Personalized Medicine
Russ Altman, MD ’90, PhD ’89
Professor of Bioengineering, Genetics and Medicine (Medical Informatics, General Internal Medicine) and, by courtesy, of Computer Science; Chairman of the Department of Bioengineering; Director of the Biomedical Informatics Training Program

A new idea in medical care is the concept of Personalized Medicine—basing the management of a patient’s health on the individual patient’s specific characteristics, including age, gender, height/weight, diet, environment, etc.  Dr. Altman will present his work in developing Genomic Personalized Medicine, which is the combination of comprehensive genetic testing with proactive, personalized preventative medicine.  His research is leading to discoveries in pharmacogenomics that deal with the influence of genetic variation of drug response in patients.

Imaging Using Molecular Spies
Sanjiv “Sam” Gambhir, MD, PhD
Professor of Radiology and, by courtesy, of Bioengineering, Director of the Molecular Imaging Program at Stanford, Member Bio-X

Technologies for imaging are rapidly evolving and include positron emission tomography (PET), computed tomography (CT), single photon emission computed tomography (SPECT), high resolution ultrasound and cooled charge coupled devise (CCD), based on optical cameras for imaging very low levels of light as well as many other novel instruments.  Several of these technologies utilize molecular spies that are injected into the blood stream and search out disease in individual cells.  Dr. Gambhir will review how these technologies are being utilized to develop entirely new ways to manage patients including the earlier detection of cancer, imaging of early dementia and monitoring drugs at work deep within your body. He will also discuss how the future will allow nanotechnologies to further enhance what we can image as well as treat in order to develop the new field of theranostics.
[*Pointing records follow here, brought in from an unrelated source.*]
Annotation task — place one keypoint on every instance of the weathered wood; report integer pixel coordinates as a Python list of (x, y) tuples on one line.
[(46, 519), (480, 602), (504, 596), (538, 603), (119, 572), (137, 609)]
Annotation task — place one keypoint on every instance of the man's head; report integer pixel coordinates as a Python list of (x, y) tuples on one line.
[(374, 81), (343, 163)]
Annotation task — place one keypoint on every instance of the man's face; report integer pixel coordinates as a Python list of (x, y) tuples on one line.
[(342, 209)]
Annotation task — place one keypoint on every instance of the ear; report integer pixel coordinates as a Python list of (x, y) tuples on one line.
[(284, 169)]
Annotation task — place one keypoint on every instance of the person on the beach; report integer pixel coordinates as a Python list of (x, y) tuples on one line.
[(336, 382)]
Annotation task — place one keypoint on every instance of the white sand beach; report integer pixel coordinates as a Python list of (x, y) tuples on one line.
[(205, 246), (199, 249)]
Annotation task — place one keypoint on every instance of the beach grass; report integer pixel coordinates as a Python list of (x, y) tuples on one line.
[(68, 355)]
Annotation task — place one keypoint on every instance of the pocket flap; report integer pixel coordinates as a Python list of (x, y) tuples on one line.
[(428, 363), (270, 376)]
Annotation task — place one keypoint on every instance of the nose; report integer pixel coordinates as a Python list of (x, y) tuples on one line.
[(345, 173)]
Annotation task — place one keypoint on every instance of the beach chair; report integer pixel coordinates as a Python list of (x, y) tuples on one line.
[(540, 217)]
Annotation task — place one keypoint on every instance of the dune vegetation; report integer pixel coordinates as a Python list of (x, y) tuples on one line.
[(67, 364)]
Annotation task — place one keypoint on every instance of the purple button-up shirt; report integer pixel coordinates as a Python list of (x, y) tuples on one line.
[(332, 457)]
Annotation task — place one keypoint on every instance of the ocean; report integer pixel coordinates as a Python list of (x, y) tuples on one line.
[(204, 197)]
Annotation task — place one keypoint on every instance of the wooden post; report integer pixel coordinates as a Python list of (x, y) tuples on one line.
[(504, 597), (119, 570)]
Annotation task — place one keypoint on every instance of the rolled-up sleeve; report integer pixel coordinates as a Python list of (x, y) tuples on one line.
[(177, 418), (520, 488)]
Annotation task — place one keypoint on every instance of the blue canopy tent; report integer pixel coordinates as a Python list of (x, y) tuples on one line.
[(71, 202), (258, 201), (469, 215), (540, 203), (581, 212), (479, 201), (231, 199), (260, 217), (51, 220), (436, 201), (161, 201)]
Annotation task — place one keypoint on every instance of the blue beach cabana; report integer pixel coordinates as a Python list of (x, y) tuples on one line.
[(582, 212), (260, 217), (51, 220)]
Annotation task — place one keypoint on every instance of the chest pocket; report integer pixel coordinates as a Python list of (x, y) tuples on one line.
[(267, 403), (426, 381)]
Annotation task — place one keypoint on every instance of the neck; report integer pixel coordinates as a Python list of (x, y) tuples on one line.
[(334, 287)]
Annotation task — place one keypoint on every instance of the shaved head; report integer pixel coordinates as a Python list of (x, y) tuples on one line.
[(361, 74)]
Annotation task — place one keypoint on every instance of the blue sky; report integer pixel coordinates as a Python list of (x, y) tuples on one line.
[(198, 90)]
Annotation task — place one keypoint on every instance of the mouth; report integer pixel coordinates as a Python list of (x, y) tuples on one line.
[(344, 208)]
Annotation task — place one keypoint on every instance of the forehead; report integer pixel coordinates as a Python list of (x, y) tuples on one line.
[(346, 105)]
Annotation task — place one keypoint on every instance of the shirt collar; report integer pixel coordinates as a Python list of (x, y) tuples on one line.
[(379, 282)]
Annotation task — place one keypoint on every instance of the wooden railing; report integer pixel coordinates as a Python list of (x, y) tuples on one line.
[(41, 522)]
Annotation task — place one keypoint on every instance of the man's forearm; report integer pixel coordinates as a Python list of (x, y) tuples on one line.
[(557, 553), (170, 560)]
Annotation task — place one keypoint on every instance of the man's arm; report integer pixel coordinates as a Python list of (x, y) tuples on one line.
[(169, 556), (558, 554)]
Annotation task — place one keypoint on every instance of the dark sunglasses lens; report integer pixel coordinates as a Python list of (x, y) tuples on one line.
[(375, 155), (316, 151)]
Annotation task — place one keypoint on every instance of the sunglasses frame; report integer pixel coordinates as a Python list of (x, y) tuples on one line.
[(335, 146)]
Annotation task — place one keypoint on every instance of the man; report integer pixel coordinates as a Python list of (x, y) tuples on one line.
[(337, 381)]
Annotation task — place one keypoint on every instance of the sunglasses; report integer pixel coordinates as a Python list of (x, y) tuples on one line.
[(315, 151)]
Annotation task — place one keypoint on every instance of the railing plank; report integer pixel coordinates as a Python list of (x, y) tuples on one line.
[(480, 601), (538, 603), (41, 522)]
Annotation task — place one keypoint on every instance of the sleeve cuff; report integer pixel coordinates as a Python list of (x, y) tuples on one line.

Biotechnology: Filling the Innovation Gap
(This session is targeted for PhD alumni. MD alumni are also welcome to attend.)
Jim Healy, MD '98, PhD '98
General Partner, Sofinnova Ventures

The aging population is placing an unprecedented strain on healthcare systems throughout the world.  Pharmaceutical companies are seeking novel, late stage products to address this growing demand and also to defend against the expiration of patents on many their existing block buster drugs.  In recent years an increasing number of drug candidates within the pipelines of most pharmaceutical companies were discovered elsewhere.  Through collaboration with leading medical centers biotechnology companies will continue provide new medicines that fill the innovation gap.

Health in Extreme Environments: Monitoring with Medical Devices
Gregory T. Kovacs, MD '92, PhD '90
Professor of Electrical Engineering and, by courtesy, of Medicine

Dr. Kovacs travels all over the world studying the effects of extreme environments on living organisms.  He is involved in hands-on field testing of NASA wearable physiologic monitors in high altitude conditions, he's developed a cell-based system to detect toxins used in chemical or biological warfare and used balloons to launch worms into the stratosphere to study the effects of space radiation and microgravity on genes.  Professor Kovacs has even been in simulated zero-gravity.  He's an enthusiastic generalist with expertise in electrical engineering, biomedical engineering and medicine.  Come hear about the exciting adventures engineers can have traveling between engineering and the life sciences.

The Impact of a Simulation-based Endovascular Curriculum on Trainee Performance and Clincal Outcomes in Vascular Surgery
Jason T. Lee, MD
Professor of Surgery (Vascular Surgery) at the Stanford University Medical Center, Associate Program Director-Vascular Surgery Residency/Fellowship, Director of Endovascular Surgery

The lab of Dr. Lee specific intentions include determining if a simulation-based endovascular surgery curriculum improves trainee performance measured by technical skill, didactic knowledge, and learner satisfaction, assessing endovascular simulation as a tool to promote procedural efficiency and reduce procedural errors by determining metrics that translate into improved patient outcomes, and determining if the implementation  of a structured educational program improves patient outcomes and patient safety.  Dr. Lee's lab is creating a multi-institutional randomized trial of surgical trainees to be instructed within a new paradigm of procedural-based skills by utilizing high-fidelity endovascular simulators to augment traditional teaching methods.  All modules and teaching occur within the Goodman Simulation Center.

Center for Advanced Pediatric Education (C.A.P.E.): Practice, Practice, Practice...Do One

Visit the first Pediatrics and Obstetric simulation center to see training session video of medical professionals learning resuscitation skills, delivering bad news and practicing management of complex patients.  A tour of the simulation center by CAPE staff will be provided along with a question and answer session.